The first of ten, mostly stonkingly good soul-jazz albums Lateef released on Atlantic between 1968 and 1976, all made with R&B producer Joel Dorn and showcasing Lateef’s Detroit soul as well as jazz roots. The series was controversial – jazz purists hated the backbeats and bass ostinatos, and, on The Blue Yusef Lateef, the inclusion of vocal group the Sweet Inspirations (featuring Cissy Houston, shortly before she went solo). Lateef adds the Indian tambura and Japanese koto to his instrumental repertoire. The drummer is the magnificent Roy Brooks, whose The Free Slave on Muse in 1972 is a stellar first-wave spiritual-jazz album.


Yusef Lateef
The Doctor Is In…And Out
(Atlantic LP, 1976)

Listen / Buy

Roy Brooks lived with mental health issues for most of his life, and when The Doctor Is In…And Out was recorded he was temporarily out of action. But the new rhythm section – including Miles Davis alumni Ron Carter on bass, Al Foster on drums and Weather Report’s Dom Um Romao on percussion – is irresistible. Since 1972, Lateef’s Atlantic bands had included keyboard player Kenny Barron (from The Centaur And The Phoenix), who composed and arranged half the tracks here. The highlight, however, is Lateef’s deep-pocket opener, ‘The Improvisers’.


Yusef Lateef
In A Temple Garden
(CTI LP, 1979)

Listen / Buy

After setting up Impulse! and supervising John Coltrane’s label debut Africa/Brass, producer Creed Taylor left for more mainstream territory. After a spell at Verve he founded CTI, specialising in lushly orchestrated and lavishly-produced crossover music. Lateef’s In A Temple Garden band includes top fusion players Randy and Michael Brecker on trumpet and tenor saxophone, Eric Gale on guitar, Jeremy Wall on keyboards and Steve Gadd on drums. You either love the CTI sound or loathe it, there is no middle ground.


Yusef Lateef
In Nigeria
(Landmark LP, 1985)

Buy

From 1983 to 1986, Lateef lived in northern Nigeria, teaching jazz at Ahmadu Bella University and immersing himself in traditional Yoruba and Hausa music.
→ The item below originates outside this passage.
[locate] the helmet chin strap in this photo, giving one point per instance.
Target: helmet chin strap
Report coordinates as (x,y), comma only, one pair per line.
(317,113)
He made two albums with local drum and percussion groups – In Nigeria, for Riverside founder Orrin Keepnews’ Landmark label, and Hikima (Creativity), released by the university’s Centre for Nigerian Cultural Studies. Hikima is as good as impossible to find. In Nigeria turns up occasionally. Both should be seized on sight.